NEW YORK (Reuters) - The United States imprisoned and interrogated one or more terrorism suspects at the British Indian Ocean island of Diego Garcia in 2002 and possibly 2003, a former senior U.S. official has told Time magazine.

World  |  Cuba

"The official, a frequent participant in White House Situation Room meetings after September 11 who has since left government, says a CIA counter-terrorism official twice said that a high-value prisoner or prisoners were being held and interrogated on the island," the magazine reported.

The Pentagon repeated earlier denials of U.S. military interrogations at the island. "There were no DOD detainees or interrogations there," Jeffrey Gordon, spokesman for the U.S. Department of Defense, said on Friday.

While the Island, in the middle of the Indian Ocean, is a British territory, it is dominated by a U.S. military base established during the Cold War, strategically placed within reach of the Gulf area and South Asia. Long-range U.S. military planes and naval ships are deployed there.

The United States has in the past given Britain assurances that terrorism suspects on two so-called "rendition" flights which landed on the island to refuel had not been taken to secret detention facilities there.
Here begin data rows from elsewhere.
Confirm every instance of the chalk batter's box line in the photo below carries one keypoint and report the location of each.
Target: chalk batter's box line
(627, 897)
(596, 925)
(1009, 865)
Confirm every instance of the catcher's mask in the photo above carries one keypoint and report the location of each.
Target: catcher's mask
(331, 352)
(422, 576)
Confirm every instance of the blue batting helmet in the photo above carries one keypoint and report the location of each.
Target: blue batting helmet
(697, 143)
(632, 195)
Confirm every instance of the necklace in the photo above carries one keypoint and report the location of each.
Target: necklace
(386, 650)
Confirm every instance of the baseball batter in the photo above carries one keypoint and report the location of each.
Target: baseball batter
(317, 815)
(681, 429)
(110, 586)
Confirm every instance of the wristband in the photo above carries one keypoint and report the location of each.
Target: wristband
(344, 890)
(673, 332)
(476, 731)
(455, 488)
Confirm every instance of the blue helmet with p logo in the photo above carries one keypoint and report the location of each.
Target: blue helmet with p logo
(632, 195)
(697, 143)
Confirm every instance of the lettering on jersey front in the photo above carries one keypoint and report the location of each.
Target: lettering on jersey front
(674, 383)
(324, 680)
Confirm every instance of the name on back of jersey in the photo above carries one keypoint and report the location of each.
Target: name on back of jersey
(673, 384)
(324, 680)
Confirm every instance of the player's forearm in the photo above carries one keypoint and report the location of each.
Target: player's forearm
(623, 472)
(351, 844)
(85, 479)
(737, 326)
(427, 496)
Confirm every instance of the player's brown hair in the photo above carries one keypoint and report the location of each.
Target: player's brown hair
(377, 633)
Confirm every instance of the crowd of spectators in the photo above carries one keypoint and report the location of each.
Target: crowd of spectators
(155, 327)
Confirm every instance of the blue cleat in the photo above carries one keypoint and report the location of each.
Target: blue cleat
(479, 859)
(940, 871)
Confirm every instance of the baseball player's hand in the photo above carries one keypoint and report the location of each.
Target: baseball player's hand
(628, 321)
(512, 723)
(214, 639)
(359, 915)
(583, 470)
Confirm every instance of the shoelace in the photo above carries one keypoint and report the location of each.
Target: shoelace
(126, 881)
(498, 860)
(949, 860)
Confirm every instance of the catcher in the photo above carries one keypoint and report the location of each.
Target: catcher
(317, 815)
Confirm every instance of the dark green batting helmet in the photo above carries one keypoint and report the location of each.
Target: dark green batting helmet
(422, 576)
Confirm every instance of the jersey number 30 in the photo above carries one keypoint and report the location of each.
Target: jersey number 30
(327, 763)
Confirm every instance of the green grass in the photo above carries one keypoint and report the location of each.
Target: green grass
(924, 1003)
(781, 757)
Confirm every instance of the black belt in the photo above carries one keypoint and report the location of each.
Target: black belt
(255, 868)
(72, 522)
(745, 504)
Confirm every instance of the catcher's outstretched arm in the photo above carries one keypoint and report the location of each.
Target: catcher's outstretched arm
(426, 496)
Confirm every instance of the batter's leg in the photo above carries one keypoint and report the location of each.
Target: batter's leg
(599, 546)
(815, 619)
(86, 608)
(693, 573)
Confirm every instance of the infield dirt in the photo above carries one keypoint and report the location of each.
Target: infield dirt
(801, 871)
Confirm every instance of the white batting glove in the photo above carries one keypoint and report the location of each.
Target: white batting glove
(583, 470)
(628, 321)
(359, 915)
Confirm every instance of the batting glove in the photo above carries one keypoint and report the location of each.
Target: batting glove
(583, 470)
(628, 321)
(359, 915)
Washington has admitted to staging "renditions", in which suspects in President George W. Bush's war against terrorism have been captured in one country and flown to another for interrogation.
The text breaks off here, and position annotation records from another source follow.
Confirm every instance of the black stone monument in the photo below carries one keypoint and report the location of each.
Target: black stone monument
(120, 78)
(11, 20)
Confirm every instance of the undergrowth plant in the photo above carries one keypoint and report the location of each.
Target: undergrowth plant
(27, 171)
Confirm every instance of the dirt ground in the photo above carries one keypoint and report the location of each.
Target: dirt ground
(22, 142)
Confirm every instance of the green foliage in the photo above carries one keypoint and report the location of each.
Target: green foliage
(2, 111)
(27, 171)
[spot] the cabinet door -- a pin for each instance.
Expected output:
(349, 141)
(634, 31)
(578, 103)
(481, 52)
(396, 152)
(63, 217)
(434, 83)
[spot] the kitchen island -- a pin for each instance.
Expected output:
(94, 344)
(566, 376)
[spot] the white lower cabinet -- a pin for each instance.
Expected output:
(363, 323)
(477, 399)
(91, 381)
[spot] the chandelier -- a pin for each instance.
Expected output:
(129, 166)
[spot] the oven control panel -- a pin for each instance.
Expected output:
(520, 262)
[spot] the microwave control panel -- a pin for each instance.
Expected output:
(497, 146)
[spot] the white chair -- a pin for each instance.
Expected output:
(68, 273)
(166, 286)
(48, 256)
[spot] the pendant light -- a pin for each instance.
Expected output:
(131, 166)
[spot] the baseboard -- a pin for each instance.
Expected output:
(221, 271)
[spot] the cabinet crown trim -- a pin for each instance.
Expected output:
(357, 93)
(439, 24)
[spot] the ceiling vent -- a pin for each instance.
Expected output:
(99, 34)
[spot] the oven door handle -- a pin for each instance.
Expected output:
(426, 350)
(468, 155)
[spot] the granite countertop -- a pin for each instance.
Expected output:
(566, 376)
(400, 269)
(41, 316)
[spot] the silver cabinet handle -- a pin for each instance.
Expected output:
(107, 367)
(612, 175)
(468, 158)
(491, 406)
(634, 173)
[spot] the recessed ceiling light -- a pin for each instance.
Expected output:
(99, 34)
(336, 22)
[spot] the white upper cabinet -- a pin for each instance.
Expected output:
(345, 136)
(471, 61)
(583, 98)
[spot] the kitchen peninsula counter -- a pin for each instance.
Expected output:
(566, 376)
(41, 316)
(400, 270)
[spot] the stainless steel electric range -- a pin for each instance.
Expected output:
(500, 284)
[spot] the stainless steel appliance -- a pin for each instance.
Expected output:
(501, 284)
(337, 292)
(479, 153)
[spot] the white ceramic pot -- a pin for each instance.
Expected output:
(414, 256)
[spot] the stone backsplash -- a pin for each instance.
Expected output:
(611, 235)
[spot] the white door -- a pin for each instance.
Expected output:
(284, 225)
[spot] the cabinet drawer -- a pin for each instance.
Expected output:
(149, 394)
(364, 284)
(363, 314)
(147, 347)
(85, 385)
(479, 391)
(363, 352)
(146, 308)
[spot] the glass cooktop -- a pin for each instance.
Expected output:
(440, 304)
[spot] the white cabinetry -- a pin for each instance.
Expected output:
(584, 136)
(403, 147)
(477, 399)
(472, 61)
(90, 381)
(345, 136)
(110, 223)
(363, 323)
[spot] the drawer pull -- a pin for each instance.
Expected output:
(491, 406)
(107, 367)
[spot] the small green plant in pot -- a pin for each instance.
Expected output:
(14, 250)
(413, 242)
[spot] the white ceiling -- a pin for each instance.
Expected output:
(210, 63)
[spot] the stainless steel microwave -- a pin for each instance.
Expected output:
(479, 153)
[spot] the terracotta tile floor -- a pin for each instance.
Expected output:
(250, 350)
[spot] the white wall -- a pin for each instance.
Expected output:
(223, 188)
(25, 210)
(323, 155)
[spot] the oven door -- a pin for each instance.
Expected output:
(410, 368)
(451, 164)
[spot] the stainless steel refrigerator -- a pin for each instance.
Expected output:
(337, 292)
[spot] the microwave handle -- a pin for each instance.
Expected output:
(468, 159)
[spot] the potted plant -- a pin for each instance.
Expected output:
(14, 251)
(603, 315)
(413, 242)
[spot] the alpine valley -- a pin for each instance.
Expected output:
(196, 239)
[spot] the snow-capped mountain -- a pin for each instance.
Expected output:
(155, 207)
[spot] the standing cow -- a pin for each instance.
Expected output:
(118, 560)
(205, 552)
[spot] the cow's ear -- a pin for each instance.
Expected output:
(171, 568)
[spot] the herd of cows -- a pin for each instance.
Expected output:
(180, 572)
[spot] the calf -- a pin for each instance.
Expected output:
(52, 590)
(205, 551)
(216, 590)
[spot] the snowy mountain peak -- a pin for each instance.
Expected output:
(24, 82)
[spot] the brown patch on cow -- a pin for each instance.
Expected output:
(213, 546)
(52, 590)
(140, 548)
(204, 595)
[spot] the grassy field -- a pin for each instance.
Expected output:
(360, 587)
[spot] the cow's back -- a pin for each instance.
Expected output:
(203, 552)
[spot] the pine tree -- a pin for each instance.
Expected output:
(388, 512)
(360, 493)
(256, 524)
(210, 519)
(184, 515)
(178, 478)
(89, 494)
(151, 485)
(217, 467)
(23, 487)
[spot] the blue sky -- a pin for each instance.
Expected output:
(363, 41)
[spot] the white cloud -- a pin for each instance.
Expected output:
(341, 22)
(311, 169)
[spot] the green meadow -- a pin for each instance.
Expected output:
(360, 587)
But it insists such movements was only took place after assurances that the detainees would be treated according to international law. Critics and some former detainees accuse the CIA of mistreating prisoners, but Bush says the United States does not use torture.
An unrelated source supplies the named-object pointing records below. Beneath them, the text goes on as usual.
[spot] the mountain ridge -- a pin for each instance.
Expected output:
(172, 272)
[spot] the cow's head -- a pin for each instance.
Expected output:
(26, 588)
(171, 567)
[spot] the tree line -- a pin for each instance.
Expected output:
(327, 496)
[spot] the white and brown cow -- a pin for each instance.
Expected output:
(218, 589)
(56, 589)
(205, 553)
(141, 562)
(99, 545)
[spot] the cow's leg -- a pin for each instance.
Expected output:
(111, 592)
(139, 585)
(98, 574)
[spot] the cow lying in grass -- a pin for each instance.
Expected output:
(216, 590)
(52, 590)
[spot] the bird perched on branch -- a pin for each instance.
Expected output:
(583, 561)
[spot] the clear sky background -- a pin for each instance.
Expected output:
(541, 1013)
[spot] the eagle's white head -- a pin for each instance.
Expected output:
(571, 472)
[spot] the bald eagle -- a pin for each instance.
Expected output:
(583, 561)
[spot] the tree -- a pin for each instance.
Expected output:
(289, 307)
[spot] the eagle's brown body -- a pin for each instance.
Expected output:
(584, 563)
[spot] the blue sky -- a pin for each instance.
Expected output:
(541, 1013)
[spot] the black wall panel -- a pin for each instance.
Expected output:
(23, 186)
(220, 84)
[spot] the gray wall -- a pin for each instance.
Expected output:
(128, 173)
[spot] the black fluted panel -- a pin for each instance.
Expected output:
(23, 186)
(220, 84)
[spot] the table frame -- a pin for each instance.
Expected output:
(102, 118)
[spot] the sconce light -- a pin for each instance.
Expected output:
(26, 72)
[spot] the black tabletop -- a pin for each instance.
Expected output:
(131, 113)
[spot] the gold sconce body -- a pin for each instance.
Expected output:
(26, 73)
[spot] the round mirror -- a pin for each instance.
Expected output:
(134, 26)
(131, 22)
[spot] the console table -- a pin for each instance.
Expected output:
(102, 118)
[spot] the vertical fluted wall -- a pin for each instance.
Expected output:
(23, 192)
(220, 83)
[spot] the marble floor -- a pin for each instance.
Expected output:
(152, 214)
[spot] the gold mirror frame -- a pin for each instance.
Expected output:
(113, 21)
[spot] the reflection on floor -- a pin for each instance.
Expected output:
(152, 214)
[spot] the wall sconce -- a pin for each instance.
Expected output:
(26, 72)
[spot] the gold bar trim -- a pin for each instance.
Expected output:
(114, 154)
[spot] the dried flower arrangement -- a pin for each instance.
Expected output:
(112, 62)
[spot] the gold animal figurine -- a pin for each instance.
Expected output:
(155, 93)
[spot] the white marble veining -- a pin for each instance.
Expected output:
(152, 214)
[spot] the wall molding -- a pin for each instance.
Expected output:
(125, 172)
Britain, Washington's close ally in the wars in Iraq and Afghanistan, had long said it was not aware of its territory being used for renditions since Bush took office in 2001.

But British Foreign Secretary David Miliband apologized to parliament in February after it emerged that two U.S. planes carrying suspects on "rendition" flights had landed and refueled at the U.S. base on Diego Garcia in 2002 despite previous British government denials based on U.S. assurances.

Miliband said Washington told Britain that neither of the detainees was British. He said one was being held at the U.S. prison camp at Guantanamo Bay, Cuba, and the other had been released.

Time magazine also reported on its Web site, www.time.com, that terrorism suspects may have been held on ships.

"According to this single source, who requested anonymity because of the classified nature of the discussions, the U.S. may also have kept prisoners on ships within Diego Garcia's territorial waters," it reported.

Time said the identity of the prisoners was not made clear.